Introduction and Motivation
Relighting of portrait images is a common task that can be used in many different applications e.g. for personal use, changing image media, or applying correct illumination in AR environments and avatar creation. Another potential use is correcting the light situation for security checks, for example, at border gates at the airport. Here, changing daylight, positioning of gates, and the random direction in which a subject approaches the camera will lead to different illuminations while recording an image to be processed. The different illumination conditions in the source and the target image complicate the detection rate. Our target is the relighting of portrait images for security applications, thus focusing on images that are recorded in environments that are moderately controlled, greatly reducing the interference from the outside world.
Due to the unavailability of large-scale ground truth dataset of portrait images with different controlled illumination settings, we captured an own dataset to train our model. Our light stage setup consists of a circular grid with 70 lamps surrounding the recorded person. For each participant, we create a "one-light-on-at-a-time" image series in three different light colors.Each light situation is captrued with a multi-view camera setup consisting of seven cameras, with approximately 15-degree angle to each other. Thus, in approximately 5 min 220 images in seven cameras resulting in 1540 images per participant are recorded.

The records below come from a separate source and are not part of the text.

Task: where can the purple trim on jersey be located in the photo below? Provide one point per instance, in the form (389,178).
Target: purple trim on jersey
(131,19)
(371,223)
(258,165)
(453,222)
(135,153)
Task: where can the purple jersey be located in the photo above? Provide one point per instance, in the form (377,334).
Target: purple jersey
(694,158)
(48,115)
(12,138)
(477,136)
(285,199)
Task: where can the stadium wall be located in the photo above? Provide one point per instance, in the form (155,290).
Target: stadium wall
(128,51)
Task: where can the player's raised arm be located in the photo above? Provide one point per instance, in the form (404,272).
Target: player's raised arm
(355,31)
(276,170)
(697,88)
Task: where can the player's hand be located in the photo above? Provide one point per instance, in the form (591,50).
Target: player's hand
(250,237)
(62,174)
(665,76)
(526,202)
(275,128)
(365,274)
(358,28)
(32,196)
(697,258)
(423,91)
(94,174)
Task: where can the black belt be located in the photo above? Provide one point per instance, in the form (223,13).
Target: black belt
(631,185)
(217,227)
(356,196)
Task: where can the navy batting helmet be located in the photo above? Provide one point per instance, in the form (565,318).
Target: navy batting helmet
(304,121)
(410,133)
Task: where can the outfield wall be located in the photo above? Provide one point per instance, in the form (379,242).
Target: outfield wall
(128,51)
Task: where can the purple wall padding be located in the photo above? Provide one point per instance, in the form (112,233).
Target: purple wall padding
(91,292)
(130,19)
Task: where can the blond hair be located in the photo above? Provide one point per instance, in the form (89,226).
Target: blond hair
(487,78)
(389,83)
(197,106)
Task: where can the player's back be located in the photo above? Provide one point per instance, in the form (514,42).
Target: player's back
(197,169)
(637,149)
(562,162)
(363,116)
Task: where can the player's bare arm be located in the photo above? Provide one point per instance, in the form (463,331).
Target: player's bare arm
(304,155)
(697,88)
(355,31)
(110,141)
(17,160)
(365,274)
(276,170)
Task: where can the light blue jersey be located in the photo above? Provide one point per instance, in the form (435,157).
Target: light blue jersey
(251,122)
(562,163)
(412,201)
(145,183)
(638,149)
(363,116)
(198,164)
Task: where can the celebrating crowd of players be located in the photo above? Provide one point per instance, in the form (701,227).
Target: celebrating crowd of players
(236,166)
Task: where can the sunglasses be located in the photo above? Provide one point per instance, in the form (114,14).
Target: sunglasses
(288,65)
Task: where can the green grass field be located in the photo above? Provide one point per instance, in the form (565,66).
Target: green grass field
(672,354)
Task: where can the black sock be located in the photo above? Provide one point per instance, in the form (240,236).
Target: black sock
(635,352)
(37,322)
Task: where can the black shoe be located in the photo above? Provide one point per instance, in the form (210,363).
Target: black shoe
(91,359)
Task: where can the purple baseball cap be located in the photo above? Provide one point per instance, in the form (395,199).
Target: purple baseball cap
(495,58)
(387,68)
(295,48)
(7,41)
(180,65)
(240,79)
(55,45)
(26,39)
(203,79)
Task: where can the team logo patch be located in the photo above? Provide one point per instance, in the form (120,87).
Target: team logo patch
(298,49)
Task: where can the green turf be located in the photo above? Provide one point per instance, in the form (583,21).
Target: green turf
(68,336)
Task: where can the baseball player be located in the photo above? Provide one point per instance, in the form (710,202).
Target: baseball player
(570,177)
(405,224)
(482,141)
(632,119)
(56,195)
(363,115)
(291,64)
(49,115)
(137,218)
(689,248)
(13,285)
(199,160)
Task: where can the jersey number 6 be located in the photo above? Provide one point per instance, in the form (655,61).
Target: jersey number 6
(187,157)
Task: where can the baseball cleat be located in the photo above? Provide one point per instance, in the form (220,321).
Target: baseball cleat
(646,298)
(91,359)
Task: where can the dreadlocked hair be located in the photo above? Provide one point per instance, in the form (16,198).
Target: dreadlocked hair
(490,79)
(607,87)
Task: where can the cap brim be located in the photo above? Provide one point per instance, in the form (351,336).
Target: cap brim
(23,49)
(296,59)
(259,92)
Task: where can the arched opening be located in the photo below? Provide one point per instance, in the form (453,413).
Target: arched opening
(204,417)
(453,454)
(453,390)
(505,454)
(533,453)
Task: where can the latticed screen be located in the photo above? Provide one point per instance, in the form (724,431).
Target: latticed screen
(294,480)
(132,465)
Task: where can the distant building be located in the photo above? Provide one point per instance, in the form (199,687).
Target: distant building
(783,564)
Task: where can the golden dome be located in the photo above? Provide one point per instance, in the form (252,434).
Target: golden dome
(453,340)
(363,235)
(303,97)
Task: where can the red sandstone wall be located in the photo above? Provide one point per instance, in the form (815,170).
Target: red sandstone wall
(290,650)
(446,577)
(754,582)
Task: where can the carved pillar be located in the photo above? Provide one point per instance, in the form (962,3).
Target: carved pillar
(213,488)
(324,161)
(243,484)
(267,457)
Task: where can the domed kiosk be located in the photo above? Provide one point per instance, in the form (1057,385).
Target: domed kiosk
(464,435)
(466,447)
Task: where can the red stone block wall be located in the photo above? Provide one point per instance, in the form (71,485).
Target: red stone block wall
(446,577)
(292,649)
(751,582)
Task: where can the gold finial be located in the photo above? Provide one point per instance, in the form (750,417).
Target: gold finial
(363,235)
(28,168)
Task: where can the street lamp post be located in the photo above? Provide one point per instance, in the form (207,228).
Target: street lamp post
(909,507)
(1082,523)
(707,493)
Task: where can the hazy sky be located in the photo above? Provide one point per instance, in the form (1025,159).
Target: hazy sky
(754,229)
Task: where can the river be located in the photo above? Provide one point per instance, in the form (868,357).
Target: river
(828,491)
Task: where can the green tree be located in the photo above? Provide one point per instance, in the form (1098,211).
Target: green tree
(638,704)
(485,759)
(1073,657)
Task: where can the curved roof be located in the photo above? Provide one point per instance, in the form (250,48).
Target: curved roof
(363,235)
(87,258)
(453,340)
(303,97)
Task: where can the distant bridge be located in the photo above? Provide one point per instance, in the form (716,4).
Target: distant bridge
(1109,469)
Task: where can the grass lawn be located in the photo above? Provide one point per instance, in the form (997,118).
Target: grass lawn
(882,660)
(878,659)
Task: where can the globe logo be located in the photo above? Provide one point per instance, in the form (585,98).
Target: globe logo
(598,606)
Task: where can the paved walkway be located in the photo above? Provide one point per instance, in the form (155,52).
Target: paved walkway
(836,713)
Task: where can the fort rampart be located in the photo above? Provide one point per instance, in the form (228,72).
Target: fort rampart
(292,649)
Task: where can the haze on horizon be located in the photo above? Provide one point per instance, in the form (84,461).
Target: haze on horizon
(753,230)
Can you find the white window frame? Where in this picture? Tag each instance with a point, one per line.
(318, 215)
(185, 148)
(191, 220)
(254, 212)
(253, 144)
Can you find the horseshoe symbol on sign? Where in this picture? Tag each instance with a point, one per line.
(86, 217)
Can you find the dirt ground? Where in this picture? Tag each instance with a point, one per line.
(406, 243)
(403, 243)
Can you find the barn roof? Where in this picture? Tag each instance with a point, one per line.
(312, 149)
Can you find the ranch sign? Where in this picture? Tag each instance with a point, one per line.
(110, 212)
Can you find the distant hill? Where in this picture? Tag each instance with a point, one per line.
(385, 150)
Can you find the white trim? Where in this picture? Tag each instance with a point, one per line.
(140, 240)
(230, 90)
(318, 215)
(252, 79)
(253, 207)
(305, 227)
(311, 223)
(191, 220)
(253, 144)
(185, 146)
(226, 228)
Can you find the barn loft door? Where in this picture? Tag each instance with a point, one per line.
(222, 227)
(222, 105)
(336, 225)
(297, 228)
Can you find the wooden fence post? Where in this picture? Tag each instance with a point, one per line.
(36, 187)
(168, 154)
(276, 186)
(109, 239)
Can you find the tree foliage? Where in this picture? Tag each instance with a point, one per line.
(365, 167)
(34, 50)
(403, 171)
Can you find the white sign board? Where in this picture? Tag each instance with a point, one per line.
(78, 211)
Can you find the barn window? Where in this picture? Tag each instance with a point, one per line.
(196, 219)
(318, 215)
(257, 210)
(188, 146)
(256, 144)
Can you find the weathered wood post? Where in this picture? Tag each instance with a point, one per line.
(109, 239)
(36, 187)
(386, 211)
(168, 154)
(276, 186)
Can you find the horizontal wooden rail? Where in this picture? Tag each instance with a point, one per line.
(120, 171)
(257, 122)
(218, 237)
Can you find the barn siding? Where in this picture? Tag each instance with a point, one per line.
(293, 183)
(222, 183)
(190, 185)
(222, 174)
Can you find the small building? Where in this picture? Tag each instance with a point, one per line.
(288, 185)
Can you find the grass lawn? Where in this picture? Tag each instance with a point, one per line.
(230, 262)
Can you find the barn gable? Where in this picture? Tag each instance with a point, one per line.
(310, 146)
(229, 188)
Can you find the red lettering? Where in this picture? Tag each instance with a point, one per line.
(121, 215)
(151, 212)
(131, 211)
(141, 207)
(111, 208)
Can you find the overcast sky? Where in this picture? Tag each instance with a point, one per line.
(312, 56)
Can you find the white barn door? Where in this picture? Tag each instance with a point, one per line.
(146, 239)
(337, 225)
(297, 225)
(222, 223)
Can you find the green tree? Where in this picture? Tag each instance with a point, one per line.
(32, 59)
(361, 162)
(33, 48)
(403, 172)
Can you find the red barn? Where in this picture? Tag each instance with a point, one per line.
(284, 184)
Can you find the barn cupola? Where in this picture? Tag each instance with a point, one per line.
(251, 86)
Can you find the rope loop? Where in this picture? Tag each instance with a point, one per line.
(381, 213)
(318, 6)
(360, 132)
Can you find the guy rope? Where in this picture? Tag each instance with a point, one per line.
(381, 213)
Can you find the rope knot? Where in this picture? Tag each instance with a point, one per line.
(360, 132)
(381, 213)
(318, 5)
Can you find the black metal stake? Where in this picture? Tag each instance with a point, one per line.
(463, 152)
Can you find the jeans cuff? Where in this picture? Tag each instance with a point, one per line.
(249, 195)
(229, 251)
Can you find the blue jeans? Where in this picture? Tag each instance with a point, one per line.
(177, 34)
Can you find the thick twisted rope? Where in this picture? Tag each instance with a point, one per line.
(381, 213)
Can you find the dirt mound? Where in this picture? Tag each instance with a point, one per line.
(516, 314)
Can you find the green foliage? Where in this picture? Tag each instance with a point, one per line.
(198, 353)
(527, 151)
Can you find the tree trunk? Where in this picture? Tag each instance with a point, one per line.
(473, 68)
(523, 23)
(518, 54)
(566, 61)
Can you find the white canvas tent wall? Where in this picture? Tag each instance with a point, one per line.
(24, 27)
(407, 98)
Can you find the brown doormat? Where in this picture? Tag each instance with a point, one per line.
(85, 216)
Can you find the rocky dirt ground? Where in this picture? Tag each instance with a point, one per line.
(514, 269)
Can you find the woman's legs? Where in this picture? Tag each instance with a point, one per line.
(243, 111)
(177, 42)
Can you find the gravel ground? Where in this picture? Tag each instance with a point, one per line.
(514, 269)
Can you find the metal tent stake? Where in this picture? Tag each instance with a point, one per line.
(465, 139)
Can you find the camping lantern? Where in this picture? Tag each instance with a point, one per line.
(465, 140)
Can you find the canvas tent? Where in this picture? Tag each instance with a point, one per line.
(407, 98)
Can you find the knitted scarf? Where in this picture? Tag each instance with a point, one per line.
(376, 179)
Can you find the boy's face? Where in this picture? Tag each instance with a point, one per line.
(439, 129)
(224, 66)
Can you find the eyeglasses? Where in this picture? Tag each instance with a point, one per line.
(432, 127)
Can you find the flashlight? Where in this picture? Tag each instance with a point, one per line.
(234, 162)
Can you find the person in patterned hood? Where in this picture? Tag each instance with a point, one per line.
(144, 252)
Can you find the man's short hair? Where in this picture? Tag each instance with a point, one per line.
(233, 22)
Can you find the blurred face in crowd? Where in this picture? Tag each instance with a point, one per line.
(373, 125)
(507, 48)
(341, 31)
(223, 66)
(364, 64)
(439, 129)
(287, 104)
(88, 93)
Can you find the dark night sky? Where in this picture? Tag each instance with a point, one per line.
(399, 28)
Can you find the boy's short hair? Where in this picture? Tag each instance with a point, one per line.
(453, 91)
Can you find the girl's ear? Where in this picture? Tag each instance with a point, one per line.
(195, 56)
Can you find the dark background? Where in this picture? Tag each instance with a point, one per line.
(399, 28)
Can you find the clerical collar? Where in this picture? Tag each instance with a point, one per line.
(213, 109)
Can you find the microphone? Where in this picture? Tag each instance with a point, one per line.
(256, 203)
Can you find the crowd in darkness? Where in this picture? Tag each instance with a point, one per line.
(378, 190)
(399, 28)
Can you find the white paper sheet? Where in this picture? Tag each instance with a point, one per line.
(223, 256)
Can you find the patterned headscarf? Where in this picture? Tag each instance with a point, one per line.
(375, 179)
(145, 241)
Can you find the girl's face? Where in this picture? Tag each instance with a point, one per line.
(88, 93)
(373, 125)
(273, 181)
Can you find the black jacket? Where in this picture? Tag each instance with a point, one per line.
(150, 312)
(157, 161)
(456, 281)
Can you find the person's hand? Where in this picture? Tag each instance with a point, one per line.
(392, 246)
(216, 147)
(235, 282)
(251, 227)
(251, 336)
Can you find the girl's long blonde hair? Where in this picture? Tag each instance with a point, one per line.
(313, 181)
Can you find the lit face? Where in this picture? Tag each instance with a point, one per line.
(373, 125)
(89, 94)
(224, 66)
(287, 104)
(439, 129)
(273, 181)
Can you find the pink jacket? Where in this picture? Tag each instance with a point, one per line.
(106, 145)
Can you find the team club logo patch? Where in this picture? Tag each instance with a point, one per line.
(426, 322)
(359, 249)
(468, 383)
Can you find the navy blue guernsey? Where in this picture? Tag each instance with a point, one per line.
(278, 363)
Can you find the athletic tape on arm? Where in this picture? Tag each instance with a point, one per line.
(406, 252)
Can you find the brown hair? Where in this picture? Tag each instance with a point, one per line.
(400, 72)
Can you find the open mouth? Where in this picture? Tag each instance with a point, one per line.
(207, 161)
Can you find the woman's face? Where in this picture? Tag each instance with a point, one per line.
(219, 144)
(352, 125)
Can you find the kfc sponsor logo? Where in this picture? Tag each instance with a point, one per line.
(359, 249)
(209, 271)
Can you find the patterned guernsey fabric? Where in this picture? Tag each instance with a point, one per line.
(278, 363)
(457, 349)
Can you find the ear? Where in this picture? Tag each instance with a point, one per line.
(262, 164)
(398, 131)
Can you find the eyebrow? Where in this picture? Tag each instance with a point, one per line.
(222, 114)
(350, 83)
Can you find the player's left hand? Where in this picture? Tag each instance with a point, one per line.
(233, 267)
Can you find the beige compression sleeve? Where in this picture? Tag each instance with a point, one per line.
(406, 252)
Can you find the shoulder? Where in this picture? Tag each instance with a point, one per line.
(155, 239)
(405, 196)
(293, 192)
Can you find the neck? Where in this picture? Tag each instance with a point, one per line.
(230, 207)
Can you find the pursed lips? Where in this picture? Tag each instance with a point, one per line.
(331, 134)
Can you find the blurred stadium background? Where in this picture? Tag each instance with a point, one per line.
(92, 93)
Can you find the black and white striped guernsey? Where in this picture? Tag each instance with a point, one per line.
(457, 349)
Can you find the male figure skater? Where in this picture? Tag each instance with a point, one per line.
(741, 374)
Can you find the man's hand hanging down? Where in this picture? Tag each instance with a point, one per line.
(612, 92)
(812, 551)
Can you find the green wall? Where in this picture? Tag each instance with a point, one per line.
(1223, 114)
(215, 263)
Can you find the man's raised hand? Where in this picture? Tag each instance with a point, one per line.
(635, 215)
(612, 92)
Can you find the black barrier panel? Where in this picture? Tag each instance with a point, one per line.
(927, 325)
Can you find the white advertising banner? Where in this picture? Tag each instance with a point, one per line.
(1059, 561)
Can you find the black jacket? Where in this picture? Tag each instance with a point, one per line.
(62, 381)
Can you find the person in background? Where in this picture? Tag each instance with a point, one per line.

Inspired by recent Deep Image Relighting approaches, we use a Basic U-Net structure as the base network (see below). The target light is injected into the encoded part of the network by a second small network. Here, the geometry and image information is split from the shading and light information. Disentangling these follows the main target of the relighting task that image details will stay the same while only the light should be changed.
For further disentanglement, we propose to assume a multiplicative image formation model. Instead of letting the network predict the target image, the task is to predict a multiplication matrix that transforms the input image to the output image by pixel-wise mutliplication. This approach makes the model more robust and forces the network to concentrate on differences created be the different lighting situations rather that facial details.
Furthermore, the utilization of a multiplicative image formation model allows the incorporatrion of additional constraints to guide the training. One example is the assupmtion that shading varies smoothly. Hence, we use a variation loss enforcing local smoothness of the multiplicative mask and reducing the introduction of noise, thereby reducing artefacts in the final image.
One of the main advantages is of our problem formulation is that the operation is invertable, which can be exploited during training by introducing a second inverse pass, thereby implicitely increasing the number of available training pairs.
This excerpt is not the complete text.